Wednesday, March 9, 2011


A frequently ignored facet of Tennessee Williams' work is his expressed desire to push the theatrical envelope. In an essay he wrote preceding his final published edition of The Glass Menagerie, Williams advocated expressionistic ways of telling stories as a means of getting closer to the truth. In the same essay, he condemned the use of photographic likeness onstage - the genuine Frigidaire, running water, etc.
Williams concluded that in order to maintain the stage as a vital storytelling medium, we must abandon the photographic in favor of the expressionistic.
That was sixty years ago. So why are Williams' wishes so often overlooked? Even in productions of his own plays? A key figure I personally blame is legendary stage and film director Elia Kazan.
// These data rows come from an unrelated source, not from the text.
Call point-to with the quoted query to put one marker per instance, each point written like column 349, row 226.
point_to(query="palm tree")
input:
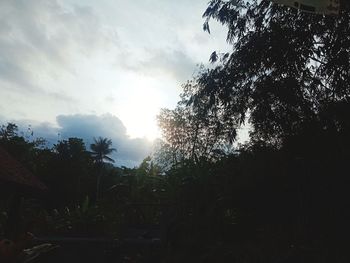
column 100, row 150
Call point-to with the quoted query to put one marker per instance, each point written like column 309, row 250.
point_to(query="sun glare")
column 140, row 109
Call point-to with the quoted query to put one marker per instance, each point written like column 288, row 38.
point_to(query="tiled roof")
column 13, row 171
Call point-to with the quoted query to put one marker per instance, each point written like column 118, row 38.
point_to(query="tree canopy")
column 288, row 70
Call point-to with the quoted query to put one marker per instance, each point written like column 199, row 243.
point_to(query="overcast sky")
column 99, row 68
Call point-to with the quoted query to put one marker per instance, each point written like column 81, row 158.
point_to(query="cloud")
column 157, row 62
column 130, row 151
column 39, row 37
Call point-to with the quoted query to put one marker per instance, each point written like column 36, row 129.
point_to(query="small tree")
column 101, row 148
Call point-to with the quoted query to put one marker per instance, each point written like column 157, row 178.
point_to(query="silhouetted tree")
column 101, row 148
column 285, row 69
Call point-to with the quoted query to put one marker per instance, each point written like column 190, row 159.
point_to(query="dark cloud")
column 130, row 151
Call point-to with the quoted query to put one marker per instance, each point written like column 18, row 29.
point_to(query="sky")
column 99, row 68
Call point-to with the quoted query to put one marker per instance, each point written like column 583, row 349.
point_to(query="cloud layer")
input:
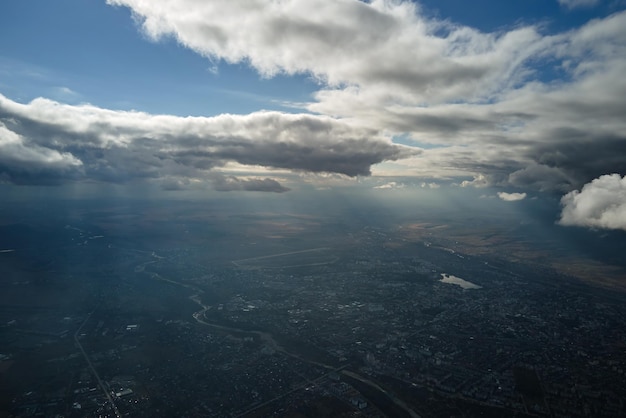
column 518, row 107
column 515, row 107
column 85, row 141
column 600, row 204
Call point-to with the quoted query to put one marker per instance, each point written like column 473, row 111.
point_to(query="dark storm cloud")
column 118, row 146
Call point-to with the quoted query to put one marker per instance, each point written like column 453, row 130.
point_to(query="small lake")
column 448, row 278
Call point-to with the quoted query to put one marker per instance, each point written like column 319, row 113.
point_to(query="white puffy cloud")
column 479, row 96
column 574, row 4
column 511, row 197
column 390, row 185
column 118, row 145
column 599, row 204
column 25, row 163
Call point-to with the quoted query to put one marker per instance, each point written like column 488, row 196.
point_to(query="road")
column 93, row 369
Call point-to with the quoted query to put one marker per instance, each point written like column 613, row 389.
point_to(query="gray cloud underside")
column 77, row 142
column 385, row 66
column 231, row 183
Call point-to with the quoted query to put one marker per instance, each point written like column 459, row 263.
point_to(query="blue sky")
column 526, row 97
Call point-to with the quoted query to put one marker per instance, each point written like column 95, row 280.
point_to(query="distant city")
column 132, row 310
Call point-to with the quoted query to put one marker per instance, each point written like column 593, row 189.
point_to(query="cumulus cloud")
column 515, row 107
column 511, row 197
column 117, row 146
column 574, row 4
column 223, row 183
column 482, row 97
column 390, row 185
column 478, row 181
column 24, row 163
column 599, row 204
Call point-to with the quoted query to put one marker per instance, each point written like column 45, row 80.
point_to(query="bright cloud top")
column 511, row 197
column 573, row 4
column 600, row 204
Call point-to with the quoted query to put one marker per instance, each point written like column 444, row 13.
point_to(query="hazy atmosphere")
column 325, row 195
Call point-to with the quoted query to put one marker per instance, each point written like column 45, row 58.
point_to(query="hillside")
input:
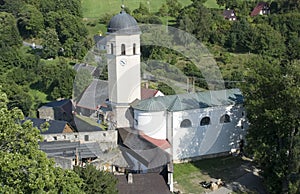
column 96, row 8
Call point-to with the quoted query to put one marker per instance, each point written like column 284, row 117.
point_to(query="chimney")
column 130, row 178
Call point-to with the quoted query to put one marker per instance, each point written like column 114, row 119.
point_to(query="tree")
column 23, row 167
column 163, row 10
column 272, row 96
column 50, row 43
column 174, row 7
column 199, row 17
column 9, row 34
column 96, row 181
column 30, row 21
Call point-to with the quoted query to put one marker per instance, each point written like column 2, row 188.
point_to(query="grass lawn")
column 187, row 176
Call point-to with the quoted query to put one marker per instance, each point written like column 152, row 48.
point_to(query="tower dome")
column 123, row 23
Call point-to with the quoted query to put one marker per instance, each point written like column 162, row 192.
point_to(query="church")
column 179, row 127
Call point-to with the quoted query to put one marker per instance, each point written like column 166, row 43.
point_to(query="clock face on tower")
column 123, row 62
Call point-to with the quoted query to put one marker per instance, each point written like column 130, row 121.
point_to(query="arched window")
column 185, row 123
column 134, row 49
column 112, row 48
column 123, row 52
column 225, row 119
column 205, row 121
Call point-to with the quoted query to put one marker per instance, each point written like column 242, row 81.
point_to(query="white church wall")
column 214, row 138
column 152, row 124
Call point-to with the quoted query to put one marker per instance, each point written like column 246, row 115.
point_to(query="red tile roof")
column 148, row 93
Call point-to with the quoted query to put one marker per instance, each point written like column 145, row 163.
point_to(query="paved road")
column 249, row 181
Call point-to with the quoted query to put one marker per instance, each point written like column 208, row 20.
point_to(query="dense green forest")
column 258, row 54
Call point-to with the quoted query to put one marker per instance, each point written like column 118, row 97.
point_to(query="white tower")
column 123, row 60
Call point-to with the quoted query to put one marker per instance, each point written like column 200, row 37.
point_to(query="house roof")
column 228, row 14
column 260, row 6
column 69, row 149
column 148, row 93
column 142, row 183
column 59, row 148
column 163, row 144
column 58, row 103
column 55, row 126
column 95, row 94
column 147, row 153
column 83, row 126
column 188, row 101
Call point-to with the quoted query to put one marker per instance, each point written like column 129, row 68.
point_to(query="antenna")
column 123, row 6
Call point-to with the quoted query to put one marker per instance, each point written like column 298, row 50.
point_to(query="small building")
column 230, row 15
column 58, row 110
column 195, row 124
column 262, row 8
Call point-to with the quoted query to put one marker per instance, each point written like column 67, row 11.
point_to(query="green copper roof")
column 188, row 101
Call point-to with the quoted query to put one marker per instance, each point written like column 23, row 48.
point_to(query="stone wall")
column 110, row 136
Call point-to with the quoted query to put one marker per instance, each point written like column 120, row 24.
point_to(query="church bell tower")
column 123, row 61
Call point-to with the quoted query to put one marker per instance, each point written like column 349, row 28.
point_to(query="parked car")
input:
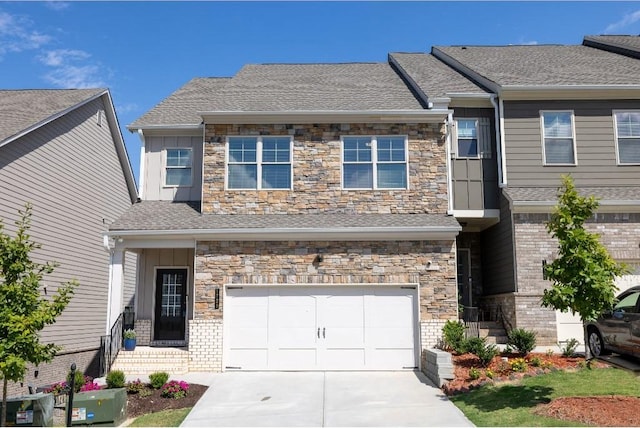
column 618, row 330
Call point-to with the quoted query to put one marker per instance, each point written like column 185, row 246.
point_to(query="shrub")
column 522, row 340
column 474, row 373
column 519, row 365
column 569, row 348
column 453, row 332
column 479, row 347
column 115, row 379
column 135, row 386
column 158, row 379
column 175, row 389
column 79, row 380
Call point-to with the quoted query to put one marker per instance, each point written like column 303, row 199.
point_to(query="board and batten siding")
column 151, row 258
column 498, row 256
column 595, row 144
column 154, row 188
column 70, row 171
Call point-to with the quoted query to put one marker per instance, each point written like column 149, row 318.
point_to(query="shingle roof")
column 434, row 78
column 550, row 194
column 544, row 65
column 181, row 107
column 23, row 109
column 286, row 87
column 163, row 216
column 625, row 45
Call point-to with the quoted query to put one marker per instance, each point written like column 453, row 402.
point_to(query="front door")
column 171, row 304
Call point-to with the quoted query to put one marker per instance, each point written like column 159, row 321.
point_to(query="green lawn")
column 513, row 404
column 166, row 418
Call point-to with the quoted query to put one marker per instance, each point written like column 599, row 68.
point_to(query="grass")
column 165, row 418
column 513, row 404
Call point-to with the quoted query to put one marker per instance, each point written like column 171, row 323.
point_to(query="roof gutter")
column 280, row 234
column 324, row 116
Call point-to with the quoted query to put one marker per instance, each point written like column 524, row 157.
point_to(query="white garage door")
column 320, row 328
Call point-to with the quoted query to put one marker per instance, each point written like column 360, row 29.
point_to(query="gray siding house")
column 561, row 110
column 62, row 151
column 299, row 216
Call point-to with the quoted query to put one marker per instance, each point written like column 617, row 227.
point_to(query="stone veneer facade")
column 619, row 232
column 317, row 181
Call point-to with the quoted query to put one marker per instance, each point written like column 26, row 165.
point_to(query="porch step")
column 145, row 360
column 493, row 331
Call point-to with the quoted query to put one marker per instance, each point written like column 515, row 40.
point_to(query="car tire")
column 596, row 344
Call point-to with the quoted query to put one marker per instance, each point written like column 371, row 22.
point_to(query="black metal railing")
column 110, row 345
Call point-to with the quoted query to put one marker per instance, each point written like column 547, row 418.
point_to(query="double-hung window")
column 628, row 136
column 558, row 140
column 178, row 167
column 376, row 162
column 259, row 163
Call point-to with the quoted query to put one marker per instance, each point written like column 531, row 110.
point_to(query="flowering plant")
column 90, row 386
column 175, row 389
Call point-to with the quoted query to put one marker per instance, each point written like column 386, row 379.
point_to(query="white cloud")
column 57, row 5
column 67, row 74
column 627, row 20
column 16, row 34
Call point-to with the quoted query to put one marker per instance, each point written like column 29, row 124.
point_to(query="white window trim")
column 374, row 161
column 165, row 167
column 259, row 163
column 615, row 133
column 457, row 148
column 573, row 137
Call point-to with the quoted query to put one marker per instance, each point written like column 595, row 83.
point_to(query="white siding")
column 70, row 172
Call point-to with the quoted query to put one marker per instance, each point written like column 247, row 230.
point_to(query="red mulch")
column 139, row 404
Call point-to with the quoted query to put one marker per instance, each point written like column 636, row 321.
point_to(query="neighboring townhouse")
column 562, row 110
column 62, row 151
column 298, row 216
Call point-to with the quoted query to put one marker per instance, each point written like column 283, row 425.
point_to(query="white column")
column 116, row 284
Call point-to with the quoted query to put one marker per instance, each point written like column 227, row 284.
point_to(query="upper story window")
column 558, row 138
column 259, row 163
column 376, row 162
column 628, row 136
column 472, row 138
column 178, row 167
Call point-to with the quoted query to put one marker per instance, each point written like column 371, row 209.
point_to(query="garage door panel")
column 321, row 328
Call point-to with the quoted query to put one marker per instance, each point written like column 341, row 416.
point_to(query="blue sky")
column 143, row 51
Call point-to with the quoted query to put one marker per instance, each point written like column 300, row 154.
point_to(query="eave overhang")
column 436, row 233
column 301, row 117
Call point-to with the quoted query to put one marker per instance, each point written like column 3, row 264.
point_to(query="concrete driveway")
column 321, row 399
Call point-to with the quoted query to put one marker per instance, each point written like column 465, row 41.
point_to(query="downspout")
column 142, row 163
column 448, row 126
column 500, row 148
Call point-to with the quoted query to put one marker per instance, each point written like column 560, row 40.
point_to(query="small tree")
column 24, row 311
column 583, row 275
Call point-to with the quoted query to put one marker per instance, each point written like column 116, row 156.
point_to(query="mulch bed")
column 139, row 404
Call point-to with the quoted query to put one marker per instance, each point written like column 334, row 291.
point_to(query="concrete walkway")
column 289, row 399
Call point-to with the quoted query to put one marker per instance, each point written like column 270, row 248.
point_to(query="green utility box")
column 35, row 410
column 101, row 407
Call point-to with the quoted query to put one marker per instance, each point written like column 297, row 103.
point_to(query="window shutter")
column 484, row 137
column 454, row 139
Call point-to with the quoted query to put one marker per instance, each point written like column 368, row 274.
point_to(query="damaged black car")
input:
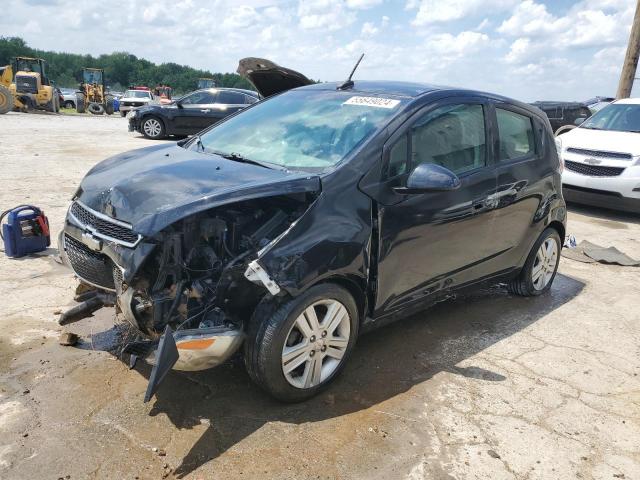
column 291, row 227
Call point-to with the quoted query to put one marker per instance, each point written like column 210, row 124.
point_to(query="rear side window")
column 452, row 136
column 516, row 139
column 199, row 98
column 230, row 98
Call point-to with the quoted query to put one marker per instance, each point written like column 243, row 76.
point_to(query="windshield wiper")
column 198, row 142
column 236, row 157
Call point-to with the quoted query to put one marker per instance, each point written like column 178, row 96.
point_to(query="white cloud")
column 368, row 29
column 324, row 14
column 567, row 51
column 438, row 11
column 363, row 4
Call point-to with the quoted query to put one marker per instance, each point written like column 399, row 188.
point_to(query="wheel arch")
column 356, row 287
column 559, row 226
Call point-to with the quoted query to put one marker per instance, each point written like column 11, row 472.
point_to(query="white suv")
column 602, row 158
Kazan brilliantly staged emotionally riveting productions of A Streetcar Named Desire, Camino Real, Cat On A Hot Tin Roof, and a number of other Williams plays - but rather than bringing these memory plays and ghost plays to the stage as Williams envisioned, Kazan infused them with his own theatrical background. The new, exciting techniques of The Group Theatre, which Kazan co-founded, were too much to resist, and Williams' plays were rendered straightforward in order to facilitate hard-hitting, psychologically real performances. It is often said that Kazan and Williams' working relationship was that of a bully and a weakling. You can guess who the bully was. Of course, Kazan's productions were of substantial cultural importance and even began the career Marlon Brando, but Williams' plays were truly ahead of their time.


That is why I didn't find The Wooster Group's new version of Vieux Carré, currently playing at the Baryshnikov Arts Center, particularly jarring or outrageous. Wooster Group productions aim to effectively integrate technology into theatre as a necessary element - an aim that is more often that not being shoved aside by its larger commercial counterparts. Textually set in New Orleans, director Elizabeth LeCompte's production presents us visually with a sea of black, metal, wires, and televisions. Out of the box, sure, but by no means against Tennessee Williams' intentions.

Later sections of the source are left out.